A federal judge has dismissed much of a lawsuit brought by a Chinese-controlled company that was blocked by President Barack Obama from operating wind farms near a Navy base in Oregon reportedly used for drone training flights.
But the judge ruled that the company could still try to show that it was deprived of its property without due process.
Judge Amy Berman Jackson of U.S. District Court for the District of Columbia rejected claims by the Ralls Corp. that Obama exceeded his authority by blocking the transaction on national security grounds. On the contrary, the judge ruled Friday, the Defense Production Act gives a president broad authority, free of court review, to stop foreign acquisitions of American businesses if he sees a security threat.
“The statute is not the least bit ambiguous about the role of the courts,” Jackson wrote. “The actions of the president…and the findings of the president…shall not be subject to judicial review.”
Last year the Committee on Foreign Investment in the United States, a secretive multi-agency panel that vets merger and acquisition transactions by foreigners for national security risks, ordered Ralls to halt construction on the Oregon property, remove all stockpiled materials and vacate the premises. After Ralls Corp. challenged the order in a Sept. 12 lawsuit, Obama on Sept. 28 exercised his executive authority to order the company to divest the wind farm.
It was the first time since 1992 that a president had blocked a transaction at the recommendation of CFIUS. Usually companies withdraw voluntarily or modify their transactions to satisfy the panel before the matter escalates to presidential action.
Jackson, however, said she would allow a separate due process claim brought by Ralls to continue. It “raises purely legal questions about the process that was followed in implementing the statute, and that claim will stand.” The judge emphasized that she was not concluding that the due process claim has any merit, “simply that it is bound to go on to decide the claim on its merits.” Accordingly, the judge directed parties to submit further briefs.
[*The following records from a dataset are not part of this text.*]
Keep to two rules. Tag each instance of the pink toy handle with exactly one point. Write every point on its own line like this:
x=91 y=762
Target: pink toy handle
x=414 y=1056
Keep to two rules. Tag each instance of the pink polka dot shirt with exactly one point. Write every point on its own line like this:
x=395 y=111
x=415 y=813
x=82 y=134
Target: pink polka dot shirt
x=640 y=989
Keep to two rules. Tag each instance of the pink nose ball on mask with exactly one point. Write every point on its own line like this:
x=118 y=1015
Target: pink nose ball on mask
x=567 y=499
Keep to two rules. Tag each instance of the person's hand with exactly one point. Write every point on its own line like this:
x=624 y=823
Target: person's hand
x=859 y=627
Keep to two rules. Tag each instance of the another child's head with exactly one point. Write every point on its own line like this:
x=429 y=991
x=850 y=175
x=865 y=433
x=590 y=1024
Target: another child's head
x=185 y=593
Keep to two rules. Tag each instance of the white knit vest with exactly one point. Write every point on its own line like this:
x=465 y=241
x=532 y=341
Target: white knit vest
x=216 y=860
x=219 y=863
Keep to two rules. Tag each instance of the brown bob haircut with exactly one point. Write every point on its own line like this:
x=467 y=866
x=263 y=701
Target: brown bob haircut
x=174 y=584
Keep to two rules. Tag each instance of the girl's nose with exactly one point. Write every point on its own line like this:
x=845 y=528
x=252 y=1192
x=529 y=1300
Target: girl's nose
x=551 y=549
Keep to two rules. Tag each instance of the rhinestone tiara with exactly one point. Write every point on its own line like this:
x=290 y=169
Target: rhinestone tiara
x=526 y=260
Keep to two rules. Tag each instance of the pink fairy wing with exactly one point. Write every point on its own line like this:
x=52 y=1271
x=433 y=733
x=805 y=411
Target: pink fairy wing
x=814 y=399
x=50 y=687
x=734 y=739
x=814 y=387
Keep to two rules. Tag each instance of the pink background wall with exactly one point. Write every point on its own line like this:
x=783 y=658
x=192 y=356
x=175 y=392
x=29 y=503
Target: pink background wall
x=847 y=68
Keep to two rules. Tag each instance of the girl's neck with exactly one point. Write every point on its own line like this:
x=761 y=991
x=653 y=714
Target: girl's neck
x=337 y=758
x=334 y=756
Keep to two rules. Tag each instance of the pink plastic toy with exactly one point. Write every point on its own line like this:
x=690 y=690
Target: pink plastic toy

Ralls is owned by two Chinese nationals, Dawei Duan and Jialiang Wu, principals in Sany Group, a Chinese manufacturer of turbines and other equipment. It acquired the interests in the Oregon wind farms last March.
Last fall, Ralls asserted that its enterprises posed “no security threat whatsoever” to the United States. Since then, revelations of of widespread hacking of American companies by the Chinese have increased public distrust of such assertions, though CFIUS recently approved a deal by Chinese oil company CNOOC Ltd.
“Ralls only asks that the courthouse doors be kept open so that Ralls can fully challenge, on the merits, the extraordinary assertion of unlawful executive power that occurred in this case,” the company said last fall, as we reported. Former Assistant Attorney General Viet Dinh, partner at Bancroft PLLC, argued on behalf of Ralls in federal court. Bancroft’s Paul Clement, a former U.S. Solicitor General, is on the Ralls legal team as well.
Clement and Dinh, who is also a member of the board of directors of Rupert Murdoch’s News Corp., both served in the George W. Bush administration.
The only point on which Ralls moved forward was its contention that the courts should decide whether a presidential order deprived it of its property without due process of law. The judge rejected the government’s argument that the company’s claim was insubstantial. “The court does not find the claim to be so frivolous as to obviate any further consideration,” Jackson wrote.